GROTTAMMARE – Le opere di sistemazione del parcheggio del Paese alto erano già programmate come opera ordinaria ma vista l’emergenza dovuta ai movimenti franosi della rupe antistante sono stati anticipati come lavoro straordinario per stabilizzare la pavimentazione del parcheggio principale del vecchio incasato. Le opere sono state affidate lunedì scorso e si concluderanno il 19 giugno, a cura della ditta CO.STRA.M, affidataria dell’appalto principale.

«Di tutto ciò, erano informati sia i residenti che gli operatori che i lavori al parcheggio sarebbero stati eseguiti e conclusi  prima del flusso estivo.  Pertanto, l’interrogazione dei consiglieri di minoranza, consegnata  prima ad alcuni giornali che all’ufficio Protocollo del Comune, è come al solito fuori luogo e fuori tempo, perché sarebbe bastato rivolgersi agli uffici comunali per conoscere e aggiornarsi sulla questione».

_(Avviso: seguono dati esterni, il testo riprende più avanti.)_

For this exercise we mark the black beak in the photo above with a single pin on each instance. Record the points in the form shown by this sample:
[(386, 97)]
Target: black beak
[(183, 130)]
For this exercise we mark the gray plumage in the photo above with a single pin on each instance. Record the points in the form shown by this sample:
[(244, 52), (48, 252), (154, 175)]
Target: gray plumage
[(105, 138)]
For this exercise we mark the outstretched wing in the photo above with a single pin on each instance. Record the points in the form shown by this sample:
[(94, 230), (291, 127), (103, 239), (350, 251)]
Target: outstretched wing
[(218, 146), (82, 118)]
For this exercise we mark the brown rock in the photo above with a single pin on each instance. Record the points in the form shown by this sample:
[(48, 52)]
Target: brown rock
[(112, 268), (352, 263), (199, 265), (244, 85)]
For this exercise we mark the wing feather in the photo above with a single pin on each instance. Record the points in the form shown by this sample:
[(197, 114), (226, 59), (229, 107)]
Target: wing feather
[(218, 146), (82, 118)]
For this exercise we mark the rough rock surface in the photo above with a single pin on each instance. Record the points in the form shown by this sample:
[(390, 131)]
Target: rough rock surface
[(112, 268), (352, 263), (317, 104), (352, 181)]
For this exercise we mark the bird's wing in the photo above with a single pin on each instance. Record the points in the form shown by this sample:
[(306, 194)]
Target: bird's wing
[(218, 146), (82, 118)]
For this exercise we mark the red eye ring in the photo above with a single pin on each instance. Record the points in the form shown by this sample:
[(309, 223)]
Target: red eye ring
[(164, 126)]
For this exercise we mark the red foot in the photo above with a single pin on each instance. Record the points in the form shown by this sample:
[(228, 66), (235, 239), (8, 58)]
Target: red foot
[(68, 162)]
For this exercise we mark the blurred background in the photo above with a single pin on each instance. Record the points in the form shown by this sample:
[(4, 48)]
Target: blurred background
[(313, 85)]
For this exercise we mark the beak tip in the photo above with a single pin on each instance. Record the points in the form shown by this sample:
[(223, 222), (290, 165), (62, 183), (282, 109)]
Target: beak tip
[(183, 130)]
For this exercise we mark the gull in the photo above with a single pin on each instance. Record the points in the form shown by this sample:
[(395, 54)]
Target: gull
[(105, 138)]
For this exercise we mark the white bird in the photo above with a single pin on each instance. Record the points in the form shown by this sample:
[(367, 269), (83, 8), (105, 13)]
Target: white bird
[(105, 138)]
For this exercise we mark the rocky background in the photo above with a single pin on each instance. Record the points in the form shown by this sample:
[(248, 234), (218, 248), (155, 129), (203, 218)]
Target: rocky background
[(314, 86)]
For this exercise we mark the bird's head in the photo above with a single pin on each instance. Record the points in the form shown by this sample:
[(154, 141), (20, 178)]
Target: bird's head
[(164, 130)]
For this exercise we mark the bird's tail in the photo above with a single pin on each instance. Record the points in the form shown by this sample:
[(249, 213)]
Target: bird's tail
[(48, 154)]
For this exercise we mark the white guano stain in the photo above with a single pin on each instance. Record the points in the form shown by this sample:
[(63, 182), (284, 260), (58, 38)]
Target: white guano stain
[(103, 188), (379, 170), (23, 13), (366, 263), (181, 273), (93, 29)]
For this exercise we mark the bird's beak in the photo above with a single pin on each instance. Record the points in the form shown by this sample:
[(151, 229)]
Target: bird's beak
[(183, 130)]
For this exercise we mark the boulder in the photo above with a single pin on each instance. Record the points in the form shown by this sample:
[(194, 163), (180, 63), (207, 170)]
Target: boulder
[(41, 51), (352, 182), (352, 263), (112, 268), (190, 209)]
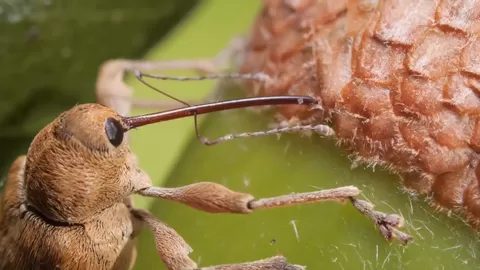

La zona che ospita il parcheggio si trova proprio al di sotto delle rupi pericolanti ed è quindi stata interessata dal traffico molto intenso dei mezzi pesanti che in questi mesi hanno provveduto alla rimozione del materiale franato. Non essendo la pavimentazione adatta a quel tipo di carico, le operazioni di andirivieni hanno degradato la superficie e in qualche caso fatto cedere in alcuni punti lo stato di fondazione, come è stato messo in evidenza dai geologi della Geoequipe – lo studio che ha redatto il progetto generale di intervento – in una relazione tecnica.

L’affidamento alla ditta affidataria dei lavori di messa in sicurezza è stato deciso in considerazione dell’operatività già in corso e della speditezza con cui le opere dovranno essere eseguite. I lavori ammontano complessivamente in 40 mila750 euro, al netto del ribasso del 15% del valore progettuale, offerto dalla ditta stessa.

Il costo verrà coperto con le somme a disposizione contemplate dal quadro economico dell’intervento principale di ripristino delle condizioni di stabilità e messa in sicurezza delle rupi, che ammonta a 950 mila euro.